Having accepted war as the lesser evil, one seeks appropriate principles on which to base one’s military actions. The primary objective of warfare among civilized nations is not, as is frequently supposed, to destroy the enemy. It is rather to destroy the enemy’s will to resist, with minimum loss to one’s own nation and nor more damage to the enemy than necessary. No civilized army considers revenge as its function.”
“The German physician, Georgius Agricola, in his classic book about metal mining, devoted several pages to a defense of mining in response to concerns that metal was being used to kill: ‘Several good men’, he wrote in 1956, ‘have been so perturbed by these tragedies that they conceive an intensely bitter hatred towards metals, and they wish absolutely that metals had never been created, or being created, that no one had ever dug them out." - Merril Eisenbud (How Clean is Clean? How Safe is Safe?)
When Compton decided to work on the Atomic Bomb, he said, “As long as I am convinced, as I am, that there are values worth more to me than my own life, I cannot in sincerity argue that it is wrong to run the risk of death or to inflict death if necessary in the defense of those values.”
“The atomic bomb is simply a cheap and easy way of producing the destruction which had previously come from other weapons.
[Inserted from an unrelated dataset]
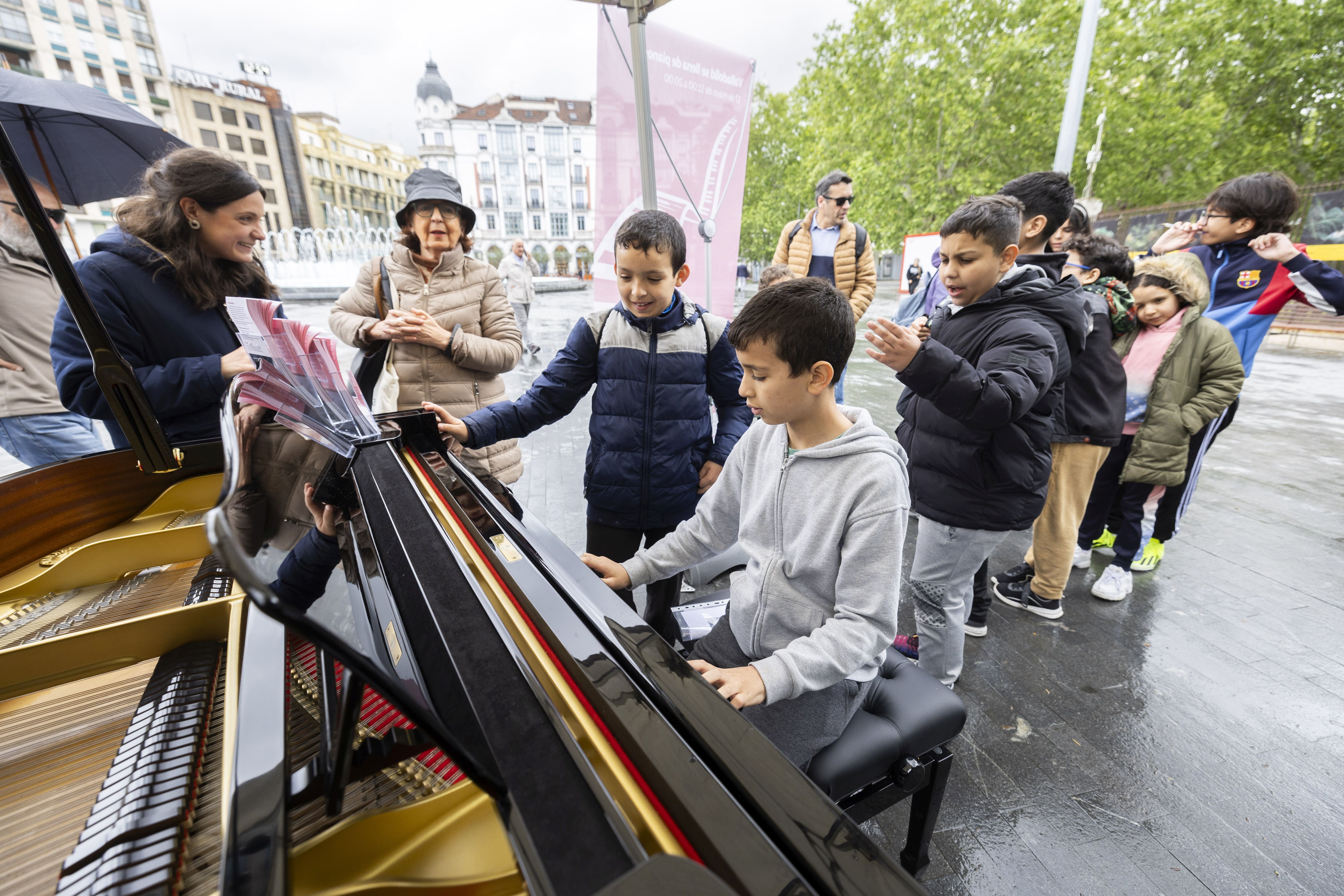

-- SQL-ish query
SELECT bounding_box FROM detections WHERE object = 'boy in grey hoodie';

[583,277,910,768]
The damage done to Tokyo by standard-type bombs was greater than that done to Hiroshima or Nagasaki, and the number of people killed was roughly the same.”
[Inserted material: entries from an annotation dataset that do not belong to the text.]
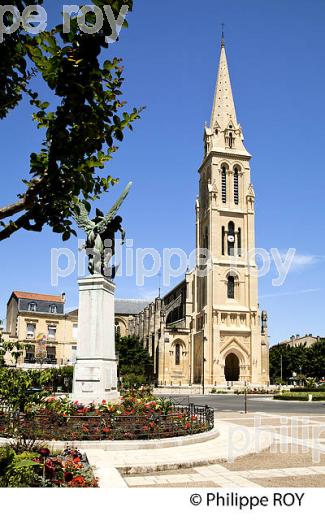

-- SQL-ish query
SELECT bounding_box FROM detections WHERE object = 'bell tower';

[193,37,269,385]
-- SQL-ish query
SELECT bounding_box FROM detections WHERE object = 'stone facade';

[3,291,78,368]
[125,38,269,386]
1946 “It is yet too early to say whether the moral historian, if there be one a thousand years hence, will record the use of the atomic bomb as the work of the world’s guardian angel or as that of the devil bent on man’s destruction. Under the cruel conditions imposed by war, recognition that withholding the bomb would mean in all probability the death of more millions of people and the extension of the war’s agony for perhaps another year made the choice to blot out two cities seem the lesser evil.”
I don’t think this has anything to do with the issue. Technology can be used in a variety of ways – for good or for evil. It appears to me that we should consider the atomic bomb simply as an unusually effective method of destruction. Destruction is destructive. Man’s main task, as I see it, is to build, not to destroy; but it cannot be denied that destruction also is sometimes essential in order that construction can proceed.”
“After WWI some historian reminded us that the weapon which had taken the most human lives was the Roman sword. I do not know whether after WWII this statement would remain quantitatively correct. “
So war is war. Weapons in themselves are not evil, the users of them are.
BUT a Nuclear Reactor IS NOT A WEAPON?